UK delays copyright reform for Artificial Intelligence training

The UK government has stepped back from its earlier preferred copyright approach for Artificial Intelligence training and will keep the current legal framework in place while it gathers more evidence. Officials plan further work on digital replicas, transparency, labeling, licensing, and creator control rather than immediate legislative change.

On March 18, 2026, the UK government published its report and impact assessment on the use of copyright works in the development of Artificial Intelligence systems, following the consultation launched in December 2024. The government said it will not move ahead with immediate copyright reform for Artificial Intelligence training, and the data mining exception with opt-out and transparency measures, previously identified as option 3, is no longer its preferred approach. The current framework will remain in place for now, while officials gather more evidence on how copyright law is affecting the development and deployment of Artificial Intelligence across the economy, engage stakeholders on other policy options, and monitor technology, litigation, international policy, and licensing markets.

The government also said a broad copyright exception without opt-out, described as option 2, will not be taken forward at this time because of risks to right holders’ revenue and continued uncertainty internationally. It also does not plan changes to copyright law for Artificial Intelligence systems developed outside the UK at this stage. Given that Getty Images v. Stability AI is still pending appeal and that there may be further clarification or changes to the law in this respect in the US and EU in the coming year, the UK government proposes not to take this forward at this time. Alternative approaches remain under consideration, including exceptions limited to scientific research or public-interest uses, requirements that material be lawfully accessed, and possible statutory licensing models.
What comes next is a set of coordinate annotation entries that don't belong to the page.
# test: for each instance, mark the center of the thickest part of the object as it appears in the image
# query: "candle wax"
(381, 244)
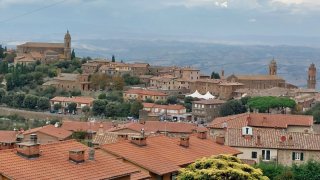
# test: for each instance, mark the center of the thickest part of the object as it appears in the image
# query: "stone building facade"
(46, 52)
(312, 77)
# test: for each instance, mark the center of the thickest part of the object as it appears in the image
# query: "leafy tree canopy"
(220, 167)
Several additional measures are now on the agenda. The UK government will launch a consultation in the summer on digital replicas and whether stronger protections, potentially including a new personality right, are needed. It also plans a review of tools that let creators control their works online, including standards, technical measures, and best practice on input transparency. A taskforce will develop best practice proposals for labeling Artificial Intelligence-generated content, with an interim report expected in autumn 2026. By summer 2026, the UK government will launch an operational pilot of the Creative Content Exchange, intended as a marketplace for selling, buying, licensing, and enabling permitted access to digitized cultural and creative assets.

The report also signals restraint in other areas. The government found insufficient evidence to intervene in the licensing market now and does not plan to introduce regulatory oversight on copyright-related transparency or related measures at this time. It proposes to continue working with enforcement bodies and the judiciary to ensure routes to redress remain effective. At the same time, it proposes that protection for computer-generated works be removed after further monitoring, citing minimal evidence that the provision is actively relied on or has a material effect on creativity and innovation. The latest position follows recommendations issued on March 6, 2026 by the UK House of Lords committee and on March 10, 2026 by the European Parliament, both of which focused on stronger protections, transparency, and remuneration in the use of copyrighted material by generative Artificial Intelligence systems.